Offscreen-only GL context

As GPGPU becomes more and more popular, it is becomes used in applications, which are very far from any graphics or 3D rendering. However, although applications themselves do not need 3D rendering, they need a GL context for GPGPU computations (to send commands and data and get results from the GPU). These may even be some command-line applications, which do not have a window to create context at at all.

So why not allow creating and using a context which is not associated with a particular window? Such a context will be, surely, usable only with off-screen rendering (so it requires FBO to become a standard feature). By the way, DirectX (as I know) also lacks this feature.

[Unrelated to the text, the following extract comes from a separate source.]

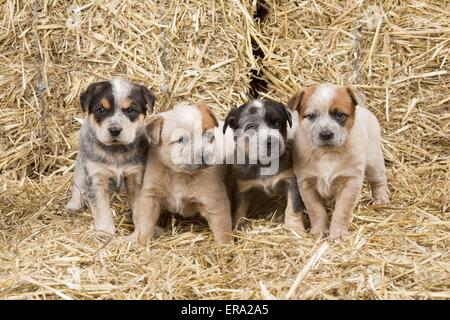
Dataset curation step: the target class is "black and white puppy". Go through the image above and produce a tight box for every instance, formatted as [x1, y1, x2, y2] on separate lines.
[223, 99, 306, 233]
[66, 79, 155, 235]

You can do this with glx on linux. Windows has no means to do this because you somehow need to identify the device - this is done with a “typical” dc

Thanks for information…

Having a context with no intrinsic framebuffer has actual graphics related uses. So I wouldn’t be against such a thing on general principle .

However, is it really that much of a problem to just spawn a small window and never show it? Since you’re not rendering to the intrinsic framebuffer anyway, it’s not hurting you to do this. Command-line applications can spawn windows just like other kinds of apps.

Originally posted by Korval:
[b] Having a context with no intrinsic framebuffer has actual graphics related uses. So I wouldn’t be against such a thing on general principle .

However, is it really that much of a problem to just spawn a small window and never show it? Since you’re not rendering to the intrinsic framebuffer anyway, it’s not hurting you to do this. Command-line applications can spawn windows just like other kinds of apps. [/b]
Why make app, that otherwise would be perfectly portable, have to include code paths for handling separately Windows, Mac and Linux windows systems?

The problem is that you somehow have to tell OpenGL what device to use for rendering, even when it’s only for offscreen rendering. And there is no platform independant way of selecting a piece of hardware.

If you want your application to be platform independant, just use some library that abstracts the platform details away.